Articles Posted in Discrimination Lawyer

The U.S. Soccer Federation has formally denied allegations of gender discrimination made by players of the U.S. women’s national team.

28 members of the current women’s player pool filed the lawsuit March 8 in U.S. District Court in Los Angeles under the Equal Pay Act and Title VII of the Civil Rights Act, alleging “institutionalized gender discrimination” that includes unequal pay with their counterparts on the men’s national team.

The USSF claims every decision made “with respect to the conduct alleged in the complaint was for legitimate business reasons and not for any discriminatory or other unlawful purpose.”

The federation has maintained the differences in pay are the result of different collective bargaining agreements that establish distinct pay structures for the two teams. Those agreements are not public.

U.S. Soccer also maintained in the response that any alleged differences in pay between the men’s and women’s national teams were not based on gender, but “differences in the aggregate revenue generated by the different teams and/or any other factor other than sex.”

The USSF and the women’s team agreed in April 2017 to a collective bargaining agreement through 2021 that gave the players higher pay and better benefits.

The federation claims the allegations do not rise to the level required for punitive damages because there is no evidence of malicious, reckless or fraudulent intent to deny the players their rights.

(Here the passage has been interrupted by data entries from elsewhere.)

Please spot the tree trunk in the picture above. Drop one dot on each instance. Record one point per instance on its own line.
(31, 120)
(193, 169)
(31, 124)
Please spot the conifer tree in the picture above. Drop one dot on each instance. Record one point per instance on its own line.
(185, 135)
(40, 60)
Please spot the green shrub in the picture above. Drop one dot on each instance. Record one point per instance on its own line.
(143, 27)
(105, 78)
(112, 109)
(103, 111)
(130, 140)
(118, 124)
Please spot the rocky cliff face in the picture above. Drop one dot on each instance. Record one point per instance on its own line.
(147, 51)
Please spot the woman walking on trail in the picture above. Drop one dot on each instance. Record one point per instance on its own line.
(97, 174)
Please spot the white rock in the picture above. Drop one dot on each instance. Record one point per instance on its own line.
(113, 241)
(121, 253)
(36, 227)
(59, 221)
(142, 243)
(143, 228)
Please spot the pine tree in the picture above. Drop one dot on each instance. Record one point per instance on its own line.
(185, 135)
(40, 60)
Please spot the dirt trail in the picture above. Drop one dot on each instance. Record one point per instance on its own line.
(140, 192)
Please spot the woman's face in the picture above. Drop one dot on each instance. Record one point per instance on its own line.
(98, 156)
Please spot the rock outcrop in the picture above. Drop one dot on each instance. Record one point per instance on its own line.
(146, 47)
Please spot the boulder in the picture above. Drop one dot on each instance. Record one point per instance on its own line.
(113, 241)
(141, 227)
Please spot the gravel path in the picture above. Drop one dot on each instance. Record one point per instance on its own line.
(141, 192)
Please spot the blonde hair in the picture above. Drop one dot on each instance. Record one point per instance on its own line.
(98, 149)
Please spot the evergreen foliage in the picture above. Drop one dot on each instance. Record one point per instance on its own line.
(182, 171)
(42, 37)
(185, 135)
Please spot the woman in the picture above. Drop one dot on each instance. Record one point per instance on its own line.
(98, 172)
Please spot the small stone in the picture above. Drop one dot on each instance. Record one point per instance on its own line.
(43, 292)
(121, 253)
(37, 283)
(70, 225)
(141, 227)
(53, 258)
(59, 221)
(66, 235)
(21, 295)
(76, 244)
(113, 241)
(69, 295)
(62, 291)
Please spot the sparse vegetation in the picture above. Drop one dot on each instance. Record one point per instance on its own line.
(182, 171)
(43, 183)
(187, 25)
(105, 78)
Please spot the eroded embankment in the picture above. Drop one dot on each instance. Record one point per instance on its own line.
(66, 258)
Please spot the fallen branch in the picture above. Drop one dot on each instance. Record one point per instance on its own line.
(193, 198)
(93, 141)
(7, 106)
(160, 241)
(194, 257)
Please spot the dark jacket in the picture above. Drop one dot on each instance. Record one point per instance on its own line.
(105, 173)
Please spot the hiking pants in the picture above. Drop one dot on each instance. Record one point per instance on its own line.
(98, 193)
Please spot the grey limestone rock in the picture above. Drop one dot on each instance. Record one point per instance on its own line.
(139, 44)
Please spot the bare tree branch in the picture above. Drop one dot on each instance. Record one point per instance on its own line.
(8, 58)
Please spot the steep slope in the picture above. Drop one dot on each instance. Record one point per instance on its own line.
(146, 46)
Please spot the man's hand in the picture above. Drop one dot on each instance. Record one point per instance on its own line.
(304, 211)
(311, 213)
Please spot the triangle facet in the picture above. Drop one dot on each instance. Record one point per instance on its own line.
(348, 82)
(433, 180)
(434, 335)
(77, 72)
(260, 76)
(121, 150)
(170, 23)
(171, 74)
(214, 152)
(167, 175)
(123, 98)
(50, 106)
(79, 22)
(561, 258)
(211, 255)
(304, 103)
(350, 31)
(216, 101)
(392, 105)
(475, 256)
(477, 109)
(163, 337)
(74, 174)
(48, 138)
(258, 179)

The lawsuit brought by current national team players is an escalation of a long-simmering dispute over pay and treatment. Five players filed a complaint in 2016 with the U.S. Equal Employment Opportunity Commission that alleged wage discrimination by the federation. The lawsuit effectively ended that EEOC complaint.

It will be interesting to see how this case plays out, as it’s illegal for an employer to pay women a different amount than their male co-workers if they are working the same job and have the same level of experience and skill. As this case shows, there are two main federal laws that make it illegal to pay women less simply based on their gender. Title VII prohibits any workplace discrimination based on sex, race, or religion. The Equal Pay Act makes it illegal for an employer to pay women a different amount for substantially similar work.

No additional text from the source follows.